Post by gach » 23 Jan 2019 01:14

Another thing I've been thinking of is that despite paying a lot of attention to dealing with information structure in conlanging, I've never actually started a topic prominent language. This is an obvious gap that needs to be filled and I've chosen to use Lkal sik for the purpose.

As you may notice, there's nothing pointing to topic prominence in the previous examples. I intend this to remain the case in the older stages of the classical language. Instead, the topic prominence will be a feature that evolves over time and reaches its full extent in the later, or more modern, stages of the language.

Initially at least some fronted topicalised arguments were marked with the postposition ta (meaning undecided, probably some generic locative). This quickly agglutinated in the spoken language, loosing the final vowel beyond the second syllable. At this point you essentially had a case like topic form parallel to the three original cases: nominative, accusative, and genitive. The written language retained a more conservative grammar, however, and took some time to accept the morphologised topic marking. The topic forms are used in the written language of the later classical period but a lot more sparingly than in the spoken language of the era. Most notably, subject topic is not marked.

Over time the usage of the classical language broke down and eventually people started to write the spoken language of their own time with its fully developed topic prominent grammar. I assume that the evolution of written Lkal sik will then be dominated by a classical norm with only limited topic marking and a later developing modern standard that matches the topic marking of the spoken language. I'm interested, though, by what will happen during the intermediary period where people preferred to use the classical standard but increasingly slipped in colloquial topic marking.

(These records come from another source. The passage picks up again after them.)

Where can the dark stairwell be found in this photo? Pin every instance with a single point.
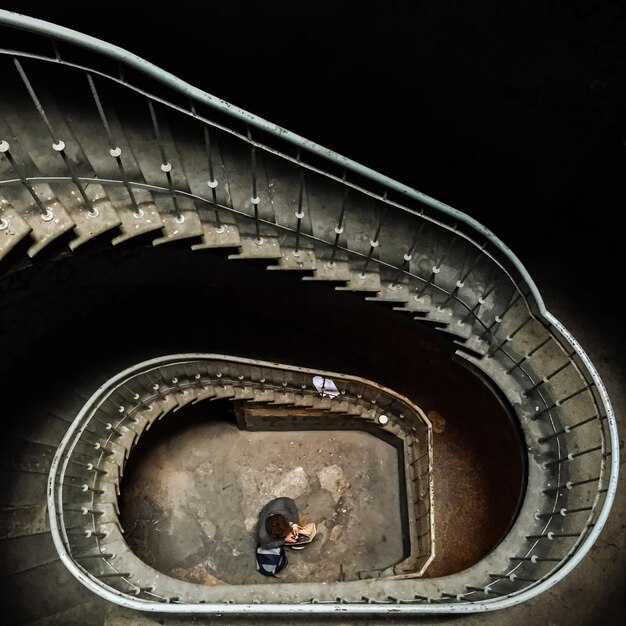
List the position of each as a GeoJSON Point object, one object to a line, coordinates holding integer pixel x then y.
{"type": "Point", "coordinates": [121, 298]}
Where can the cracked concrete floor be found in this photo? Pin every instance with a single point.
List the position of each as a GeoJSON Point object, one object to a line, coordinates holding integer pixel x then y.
{"type": "Point", "coordinates": [193, 490]}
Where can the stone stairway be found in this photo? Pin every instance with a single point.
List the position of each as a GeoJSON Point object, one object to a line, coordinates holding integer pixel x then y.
{"type": "Point", "coordinates": [122, 166]}
{"type": "Point", "coordinates": [89, 472]}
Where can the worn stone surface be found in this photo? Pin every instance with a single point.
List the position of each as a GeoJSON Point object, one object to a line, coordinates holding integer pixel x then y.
{"type": "Point", "coordinates": [192, 495]}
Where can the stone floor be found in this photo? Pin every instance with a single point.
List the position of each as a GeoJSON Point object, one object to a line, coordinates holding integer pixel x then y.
{"type": "Point", "coordinates": [192, 496]}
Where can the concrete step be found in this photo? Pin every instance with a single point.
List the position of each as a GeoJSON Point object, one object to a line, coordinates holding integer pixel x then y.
{"type": "Point", "coordinates": [326, 271]}
{"type": "Point", "coordinates": [267, 248]}
{"type": "Point", "coordinates": [13, 227]}
{"type": "Point", "coordinates": [91, 224]}
{"type": "Point", "coordinates": [46, 228]}
{"type": "Point", "coordinates": [291, 259]}
{"type": "Point", "coordinates": [134, 224]}
{"type": "Point", "coordinates": [363, 282]}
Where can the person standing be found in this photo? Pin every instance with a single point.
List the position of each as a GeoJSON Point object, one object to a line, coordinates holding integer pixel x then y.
{"type": "Point", "coordinates": [278, 523]}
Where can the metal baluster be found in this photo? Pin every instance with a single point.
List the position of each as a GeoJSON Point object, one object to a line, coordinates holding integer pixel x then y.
{"type": "Point", "coordinates": [339, 227]}
{"type": "Point", "coordinates": [461, 282]}
{"type": "Point", "coordinates": [374, 243]}
{"type": "Point", "coordinates": [255, 198]}
{"type": "Point", "coordinates": [166, 166]}
{"type": "Point", "coordinates": [212, 182]}
{"type": "Point", "coordinates": [57, 145]}
{"type": "Point", "coordinates": [299, 212]}
{"type": "Point", "coordinates": [46, 214]}
{"type": "Point", "coordinates": [115, 151]}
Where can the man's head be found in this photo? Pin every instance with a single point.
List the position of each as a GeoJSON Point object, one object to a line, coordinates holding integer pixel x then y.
{"type": "Point", "coordinates": [277, 526]}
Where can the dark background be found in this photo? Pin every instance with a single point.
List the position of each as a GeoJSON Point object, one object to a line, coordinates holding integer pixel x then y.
{"type": "Point", "coordinates": [512, 112]}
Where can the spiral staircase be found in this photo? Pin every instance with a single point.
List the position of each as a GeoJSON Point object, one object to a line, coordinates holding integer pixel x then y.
{"type": "Point", "coordinates": [114, 175]}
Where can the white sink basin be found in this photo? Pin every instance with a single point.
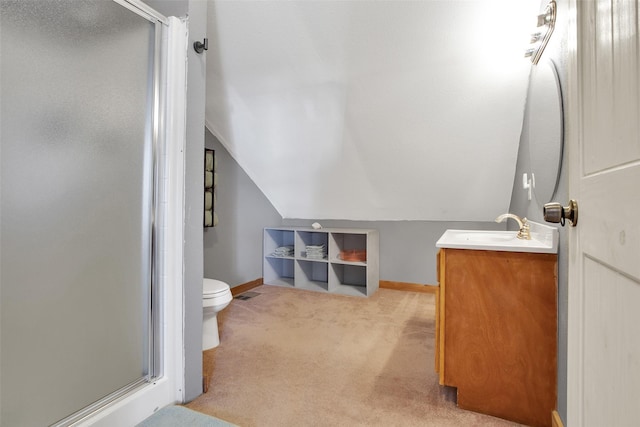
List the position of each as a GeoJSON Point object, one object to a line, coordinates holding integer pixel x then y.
{"type": "Point", "coordinates": [544, 239]}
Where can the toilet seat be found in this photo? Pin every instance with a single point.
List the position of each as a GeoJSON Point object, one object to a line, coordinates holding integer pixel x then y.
{"type": "Point", "coordinates": [212, 288]}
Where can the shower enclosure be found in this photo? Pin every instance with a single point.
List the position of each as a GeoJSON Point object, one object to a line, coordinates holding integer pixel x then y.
{"type": "Point", "coordinates": [79, 112]}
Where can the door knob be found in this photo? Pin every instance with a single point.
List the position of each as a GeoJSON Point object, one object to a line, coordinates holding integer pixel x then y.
{"type": "Point", "coordinates": [555, 212]}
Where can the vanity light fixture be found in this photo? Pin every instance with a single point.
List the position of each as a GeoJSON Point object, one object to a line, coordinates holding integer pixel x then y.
{"type": "Point", "coordinates": [539, 39]}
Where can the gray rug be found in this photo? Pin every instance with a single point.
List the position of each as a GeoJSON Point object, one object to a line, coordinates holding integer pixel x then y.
{"type": "Point", "coordinates": [173, 416]}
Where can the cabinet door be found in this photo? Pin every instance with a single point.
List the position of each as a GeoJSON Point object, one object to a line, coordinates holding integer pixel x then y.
{"type": "Point", "coordinates": [501, 333]}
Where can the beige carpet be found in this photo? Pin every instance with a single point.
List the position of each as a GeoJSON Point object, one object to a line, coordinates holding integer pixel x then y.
{"type": "Point", "coordinates": [290, 357]}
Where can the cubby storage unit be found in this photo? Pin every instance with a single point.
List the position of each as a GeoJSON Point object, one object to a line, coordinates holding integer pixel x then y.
{"type": "Point", "coordinates": [335, 260]}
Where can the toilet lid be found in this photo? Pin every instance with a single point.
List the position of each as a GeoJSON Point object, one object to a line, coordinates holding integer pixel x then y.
{"type": "Point", "coordinates": [212, 287]}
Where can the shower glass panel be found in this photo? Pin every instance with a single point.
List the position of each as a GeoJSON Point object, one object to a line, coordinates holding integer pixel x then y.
{"type": "Point", "coordinates": [76, 163]}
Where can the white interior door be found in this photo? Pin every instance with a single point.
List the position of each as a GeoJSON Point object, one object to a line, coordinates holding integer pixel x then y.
{"type": "Point", "coordinates": [604, 271]}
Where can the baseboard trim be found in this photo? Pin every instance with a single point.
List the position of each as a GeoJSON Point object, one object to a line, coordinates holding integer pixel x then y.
{"type": "Point", "coordinates": [556, 421]}
{"type": "Point", "coordinates": [412, 287]}
{"type": "Point", "coordinates": [237, 290]}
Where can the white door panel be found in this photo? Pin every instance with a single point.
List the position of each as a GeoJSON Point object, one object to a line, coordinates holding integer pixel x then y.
{"type": "Point", "coordinates": [604, 259]}
{"type": "Point", "coordinates": [611, 347]}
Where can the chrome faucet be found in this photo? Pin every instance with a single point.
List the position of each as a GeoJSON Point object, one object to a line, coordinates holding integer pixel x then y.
{"type": "Point", "coordinates": [522, 223]}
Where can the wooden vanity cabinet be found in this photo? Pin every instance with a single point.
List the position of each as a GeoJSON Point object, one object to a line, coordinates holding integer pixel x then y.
{"type": "Point", "coordinates": [496, 332]}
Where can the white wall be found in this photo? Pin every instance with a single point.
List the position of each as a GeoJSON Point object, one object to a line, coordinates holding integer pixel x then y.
{"type": "Point", "coordinates": [372, 110]}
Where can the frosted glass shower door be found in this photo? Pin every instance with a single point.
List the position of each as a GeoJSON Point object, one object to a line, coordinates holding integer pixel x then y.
{"type": "Point", "coordinates": [77, 82]}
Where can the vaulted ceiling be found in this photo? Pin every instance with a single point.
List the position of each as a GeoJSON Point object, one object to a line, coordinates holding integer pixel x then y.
{"type": "Point", "coordinates": [372, 110]}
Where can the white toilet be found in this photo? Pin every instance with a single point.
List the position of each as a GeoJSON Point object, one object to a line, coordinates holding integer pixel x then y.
{"type": "Point", "coordinates": [216, 295]}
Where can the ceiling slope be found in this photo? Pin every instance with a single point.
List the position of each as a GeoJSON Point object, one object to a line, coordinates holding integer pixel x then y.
{"type": "Point", "coordinates": [367, 110]}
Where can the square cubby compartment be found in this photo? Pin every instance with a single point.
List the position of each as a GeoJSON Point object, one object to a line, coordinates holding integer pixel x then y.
{"type": "Point", "coordinates": [313, 275]}
{"type": "Point", "coordinates": [350, 247]}
{"type": "Point", "coordinates": [349, 279]}
{"type": "Point", "coordinates": [275, 239]}
{"type": "Point", "coordinates": [279, 271]}
{"type": "Point", "coordinates": [312, 244]}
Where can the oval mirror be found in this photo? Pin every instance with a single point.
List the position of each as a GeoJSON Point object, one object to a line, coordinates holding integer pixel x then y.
{"type": "Point", "coordinates": [544, 112]}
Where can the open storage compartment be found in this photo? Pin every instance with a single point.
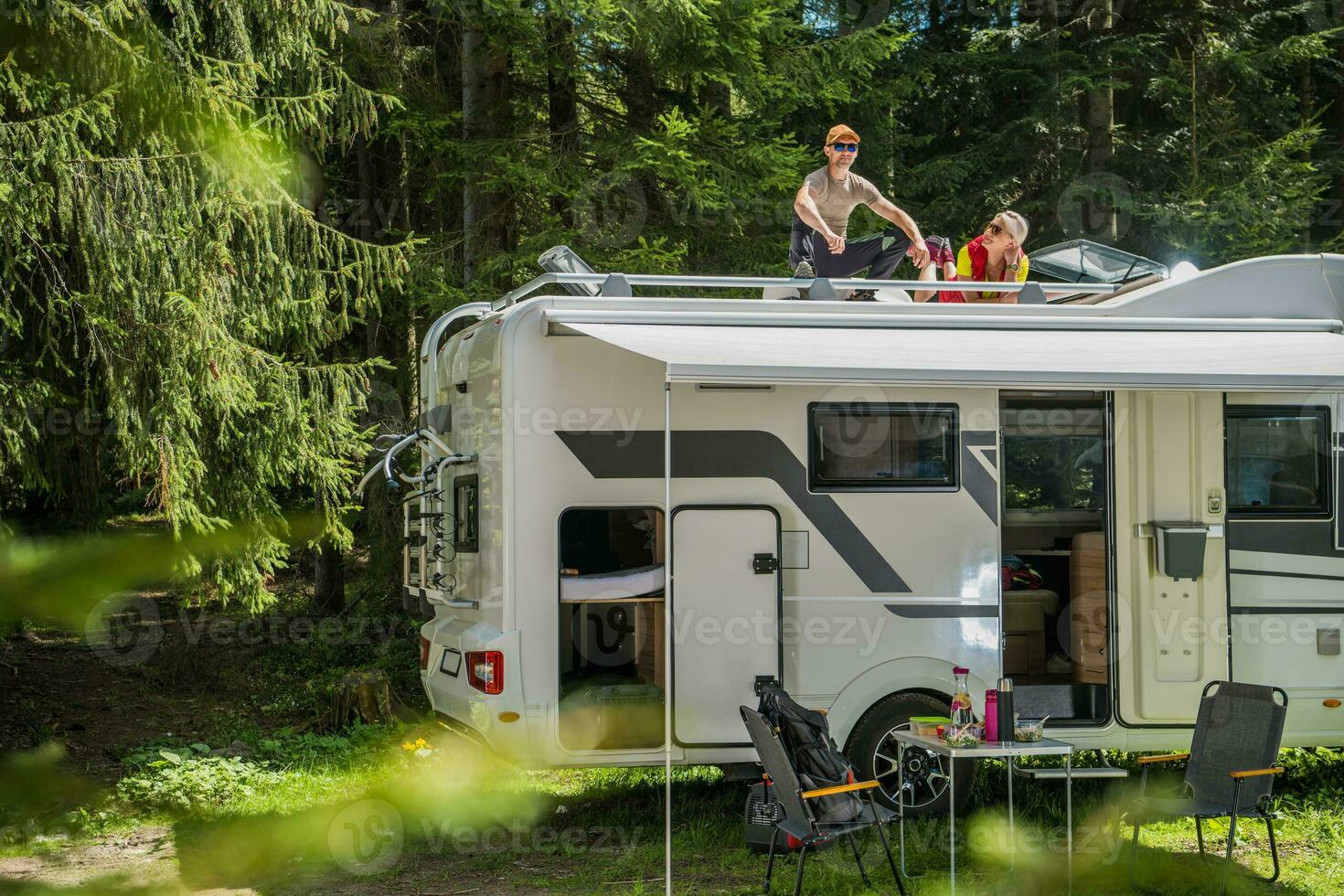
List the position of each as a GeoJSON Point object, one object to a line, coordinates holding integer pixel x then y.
{"type": "Point", "coordinates": [1055, 544]}
{"type": "Point", "coordinates": [612, 627]}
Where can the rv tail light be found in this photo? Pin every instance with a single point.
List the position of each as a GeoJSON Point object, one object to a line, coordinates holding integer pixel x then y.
{"type": "Point", "coordinates": [485, 670]}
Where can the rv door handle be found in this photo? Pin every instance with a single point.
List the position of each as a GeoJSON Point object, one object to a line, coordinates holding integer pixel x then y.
{"type": "Point", "coordinates": [763, 563]}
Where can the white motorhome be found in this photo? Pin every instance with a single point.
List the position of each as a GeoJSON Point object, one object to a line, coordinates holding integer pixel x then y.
{"type": "Point", "coordinates": [631, 504]}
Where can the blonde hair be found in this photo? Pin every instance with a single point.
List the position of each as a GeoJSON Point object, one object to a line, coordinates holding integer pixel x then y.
{"type": "Point", "coordinates": [1015, 225]}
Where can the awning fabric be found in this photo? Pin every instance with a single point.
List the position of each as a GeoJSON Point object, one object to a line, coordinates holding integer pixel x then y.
{"type": "Point", "coordinates": [1064, 357]}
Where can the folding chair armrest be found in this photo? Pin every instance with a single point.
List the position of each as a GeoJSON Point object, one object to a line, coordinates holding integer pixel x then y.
{"type": "Point", "coordinates": [837, 789]}
{"type": "Point", "coordinates": [1171, 756]}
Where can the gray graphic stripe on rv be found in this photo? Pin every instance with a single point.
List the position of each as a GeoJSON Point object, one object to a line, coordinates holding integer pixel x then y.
{"type": "Point", "coordinates": [976, 475]}
{"type": "Point", "coordinates": [723, 454]}
{"type": "Point", "coordinates": [1306, 538]}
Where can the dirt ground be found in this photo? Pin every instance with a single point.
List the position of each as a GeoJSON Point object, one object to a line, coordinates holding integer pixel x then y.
{"type": "Point", "coordinates": [56, 688]}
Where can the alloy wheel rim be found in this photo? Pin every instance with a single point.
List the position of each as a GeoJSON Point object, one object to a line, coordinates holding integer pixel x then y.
{"type": "Point", "coordinates": [925, 773]}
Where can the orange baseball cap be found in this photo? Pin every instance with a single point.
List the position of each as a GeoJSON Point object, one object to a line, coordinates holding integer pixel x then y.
{"type": "Point", "coordinates": [841, 132]}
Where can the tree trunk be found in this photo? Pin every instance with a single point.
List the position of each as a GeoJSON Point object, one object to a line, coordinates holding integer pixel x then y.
{"type": "Point", "coordinates": [328, 572]}
{"type": "Point", "coordinates": [563, 102]}
{"type": "Point", "coordinates": [1101, 128]}
{"type": "Point", "coordinates": [485, 89]}
{"type": "Point", "coordinates": [366, 696]}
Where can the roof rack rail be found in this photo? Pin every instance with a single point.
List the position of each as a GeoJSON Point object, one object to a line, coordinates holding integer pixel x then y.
{"type": "Point", "coordinates": [621, 285]}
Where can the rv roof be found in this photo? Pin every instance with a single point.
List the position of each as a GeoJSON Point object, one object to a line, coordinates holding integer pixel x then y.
{"type": "Point", "coordinates": [1254, 294]}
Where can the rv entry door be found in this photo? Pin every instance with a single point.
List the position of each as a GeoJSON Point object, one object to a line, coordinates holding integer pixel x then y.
{"type": "Point", "coordinates": [726, 595]}
{"type": "Point", "coordinates": [1171, 560]}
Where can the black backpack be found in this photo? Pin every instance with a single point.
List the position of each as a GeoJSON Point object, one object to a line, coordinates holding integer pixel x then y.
{"type": "Point", "coordinates": [806, 738]}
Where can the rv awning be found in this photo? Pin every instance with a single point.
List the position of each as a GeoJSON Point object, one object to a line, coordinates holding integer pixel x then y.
{"type": "Point", "coordinates": [1063, 357]}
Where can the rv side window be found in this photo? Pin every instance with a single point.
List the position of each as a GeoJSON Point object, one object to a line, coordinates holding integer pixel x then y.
{"type": "Point", "coordinates": [1278, 461]}
{"type": "Point", "coordinates": [465, 512]}
{"type": "Point", "coordinates": [882, 448]}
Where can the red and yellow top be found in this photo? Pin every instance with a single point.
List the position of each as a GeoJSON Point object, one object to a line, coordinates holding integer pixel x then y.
{"type": "Point", "coordinates": [971, 265]}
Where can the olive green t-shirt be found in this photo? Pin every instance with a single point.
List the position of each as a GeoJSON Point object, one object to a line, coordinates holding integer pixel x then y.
{"type": "Point", "coordinates": [837, 199]}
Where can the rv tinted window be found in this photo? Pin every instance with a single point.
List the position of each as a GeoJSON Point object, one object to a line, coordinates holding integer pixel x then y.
{"type": "Point", "coordinates": [1277, 461]}
{"type": "Point", "coordinates": [465, 512]}
{"type": "Point", "coordinates": [883, 446]}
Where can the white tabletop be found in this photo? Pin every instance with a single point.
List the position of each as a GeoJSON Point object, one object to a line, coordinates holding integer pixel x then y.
{"type": "Point", "coordinates": [1046, 747]}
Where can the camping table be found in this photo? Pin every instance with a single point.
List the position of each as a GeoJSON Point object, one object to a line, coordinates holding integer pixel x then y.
{"type": "Point", "coordinates": [1007, 750]}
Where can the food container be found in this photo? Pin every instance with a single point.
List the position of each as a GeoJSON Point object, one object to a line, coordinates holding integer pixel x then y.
{"type": "Point", "coordinates": [963, 736]}
{"type": "Point", "coordinates": [1029, 730]}
{"type": "Point", "coordinates": [928, 726]}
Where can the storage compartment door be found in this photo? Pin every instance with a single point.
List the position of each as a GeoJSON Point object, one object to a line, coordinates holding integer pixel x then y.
{"type": "Point", "coordinates": [725, 618]}
{"type": "Point", "coordinates": [1171, 635]}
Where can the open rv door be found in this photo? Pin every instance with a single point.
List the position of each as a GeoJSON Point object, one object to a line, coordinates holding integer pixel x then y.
{"type": "Point", "coordinates": [726, 600]}
{"type": "Point", "coordinates": [1171, 633]}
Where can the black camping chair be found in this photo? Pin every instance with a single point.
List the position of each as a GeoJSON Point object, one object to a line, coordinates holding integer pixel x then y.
{"type": "Point", "coordinates": [1232, 766]}
{"type": "Point", "coordinates": [800, 817]}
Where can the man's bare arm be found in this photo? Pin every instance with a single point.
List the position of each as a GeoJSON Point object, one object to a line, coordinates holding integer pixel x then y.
{"type": "Point", "coordinates": [806, 208]}
{"type": "Point", "coordinates": [897, 215]}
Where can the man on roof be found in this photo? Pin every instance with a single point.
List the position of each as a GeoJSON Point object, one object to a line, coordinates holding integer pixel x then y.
{"type": "Point", "coordinates": [817, 245]}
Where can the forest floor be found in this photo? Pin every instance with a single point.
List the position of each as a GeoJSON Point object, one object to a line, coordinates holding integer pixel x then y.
{"type": "Point", "coordinates": [197, 769]}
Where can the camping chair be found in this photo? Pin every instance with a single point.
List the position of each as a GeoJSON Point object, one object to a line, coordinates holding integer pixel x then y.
{"type": "Point", "coordinates": [801, 819]}
{"type": "Point", "coordinates": [1232, 766]}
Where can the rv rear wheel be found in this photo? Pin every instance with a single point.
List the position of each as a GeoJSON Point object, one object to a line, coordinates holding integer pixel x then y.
{"type": "Point", "coordinates": [926, 781]}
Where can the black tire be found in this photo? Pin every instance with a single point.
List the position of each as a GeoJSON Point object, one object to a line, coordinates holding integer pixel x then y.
{"type": "Point", "coordinates": [874, 753]}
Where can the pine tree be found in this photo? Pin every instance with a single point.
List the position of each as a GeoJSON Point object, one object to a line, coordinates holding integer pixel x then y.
{"type": "Point", "coordinates": [162, 274]}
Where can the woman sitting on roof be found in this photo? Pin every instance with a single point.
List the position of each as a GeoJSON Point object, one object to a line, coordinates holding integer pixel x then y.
{"type": "Point", "coordinates": [994, 257]}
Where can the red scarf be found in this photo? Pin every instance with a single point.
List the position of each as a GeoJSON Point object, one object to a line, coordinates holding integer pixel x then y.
{"type": "Point", "coordinates": [978, 262]}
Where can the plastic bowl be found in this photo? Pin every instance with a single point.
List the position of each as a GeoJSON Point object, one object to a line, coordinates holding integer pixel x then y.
{"type": "Point", "coordinates": [1029, 731]}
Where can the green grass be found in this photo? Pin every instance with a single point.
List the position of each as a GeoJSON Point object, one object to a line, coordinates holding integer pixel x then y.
{"type": "Point", "coordinates": [363, 813]}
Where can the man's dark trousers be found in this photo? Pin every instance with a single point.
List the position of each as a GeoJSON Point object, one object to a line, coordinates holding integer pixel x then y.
{"type": "Point", "coordinates": [880, 251]}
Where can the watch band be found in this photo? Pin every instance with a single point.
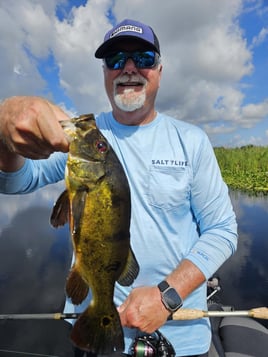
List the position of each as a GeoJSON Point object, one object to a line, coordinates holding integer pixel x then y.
{"type": "Point", "coordinates": [169, 296]}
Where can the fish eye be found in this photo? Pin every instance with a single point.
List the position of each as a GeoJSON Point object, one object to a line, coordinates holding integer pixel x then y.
{"type": "Point", "coordinates": [101, 146]}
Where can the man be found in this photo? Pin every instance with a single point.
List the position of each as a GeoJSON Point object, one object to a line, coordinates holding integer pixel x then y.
{"type": "Point", "coordinates": [182, 226]}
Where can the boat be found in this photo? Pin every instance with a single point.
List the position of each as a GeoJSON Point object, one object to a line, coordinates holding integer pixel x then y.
{"type": "Point", "coordinates": [233, 334]}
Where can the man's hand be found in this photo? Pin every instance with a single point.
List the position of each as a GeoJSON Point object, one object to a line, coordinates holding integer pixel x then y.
{"type": "Point", "coordinates": [143, 309]}
{"type": "Point", "coordinates": [29, 126]}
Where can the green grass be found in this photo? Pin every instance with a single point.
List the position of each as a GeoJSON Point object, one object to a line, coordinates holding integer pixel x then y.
{"type": "Point", "coordinates": [244, 168]}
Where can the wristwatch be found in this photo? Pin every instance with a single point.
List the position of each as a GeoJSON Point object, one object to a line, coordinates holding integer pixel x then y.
{"type": "Point", "coordinates": [169, 296]}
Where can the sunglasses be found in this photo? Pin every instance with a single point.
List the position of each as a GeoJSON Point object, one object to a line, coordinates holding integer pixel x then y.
{"type": "Point", "coordinates": [142, 59]}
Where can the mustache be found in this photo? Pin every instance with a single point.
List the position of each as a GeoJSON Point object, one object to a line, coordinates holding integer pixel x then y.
{"type": "Point", "coordinates": [129, 78]}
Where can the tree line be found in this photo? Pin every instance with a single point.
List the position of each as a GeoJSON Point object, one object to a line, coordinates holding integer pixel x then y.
{"type": "Point", "coordinates": [244, 168]}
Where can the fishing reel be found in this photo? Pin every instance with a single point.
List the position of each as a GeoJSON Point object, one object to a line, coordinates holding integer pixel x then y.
{"type": "Point", "coordinates": [153, 345]}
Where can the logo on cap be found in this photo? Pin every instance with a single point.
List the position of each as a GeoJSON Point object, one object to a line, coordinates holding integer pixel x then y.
{"type": "Point", "coordinates": [127, 28]}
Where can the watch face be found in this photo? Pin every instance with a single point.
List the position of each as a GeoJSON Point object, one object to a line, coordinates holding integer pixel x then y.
{"type": "Point", "coordinates": [172, 299]}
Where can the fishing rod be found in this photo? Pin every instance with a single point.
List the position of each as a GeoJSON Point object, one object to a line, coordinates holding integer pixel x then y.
{"type": "Point", "coordinates": [192, 314]}
{"type": "Point", "coordinates": [181, 314]}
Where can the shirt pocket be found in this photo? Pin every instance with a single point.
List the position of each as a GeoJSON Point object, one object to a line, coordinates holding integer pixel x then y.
{"type": "Point", "coordinates": [169, 188]}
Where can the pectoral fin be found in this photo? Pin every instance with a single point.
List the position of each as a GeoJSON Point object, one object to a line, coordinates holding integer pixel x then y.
{"type": "Point", "coordinates": [76, 288]}
{"type": "Point", "coordinates": [60, 212]}
{"type": "Point", "coordinates": [131, 270]}
{"type": "Point", "coordinates": [78, 205]}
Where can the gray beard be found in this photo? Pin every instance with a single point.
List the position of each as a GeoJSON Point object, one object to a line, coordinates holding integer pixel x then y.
{"type": "Point", "coordinates": [129, 104]}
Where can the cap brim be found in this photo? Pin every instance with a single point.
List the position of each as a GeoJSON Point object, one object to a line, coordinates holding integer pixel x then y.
{"type": "Point", "coordinates": [106, 47]}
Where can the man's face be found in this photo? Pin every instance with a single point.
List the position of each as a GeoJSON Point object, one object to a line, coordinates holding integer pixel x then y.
{"type": "Point", "coordinates": [131, 88]}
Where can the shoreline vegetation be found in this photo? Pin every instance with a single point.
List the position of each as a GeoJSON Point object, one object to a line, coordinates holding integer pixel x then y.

Now, I'm not aware how much documented evidence there is for how topic prominent grammar develops and evolves over time. If anyone knows any relevant literature on the subject, I'd be interested to know. This would be useful for figuring out what will the earliest stages of the topic marking grammar most likely look like and what sort of grammatical errors would we expect from sloppy writers during different stages of the language's evolution.

Lastly, here are some example topic forms from Classical Lkal sik: nřu (horse) ~ nřu-te (horse-TOP), kame (child) ~ kame-t (child-TOP), diom (man) ~ diom-et (man-TOP), bźen (woman) ~ bźen-et; and the corresponding forms in the modern langauge: qu ~ qùt, kàm ~ káma, dźom ~ dźóme, źe ~ źéne. In the orthography for the modern language <q> stands for /χ/ derived from /q ʁ/, the vowels all have their IPA values, and the diacritics denote word level tones: acute for high or high rising, grave for falling, and unmarked for low.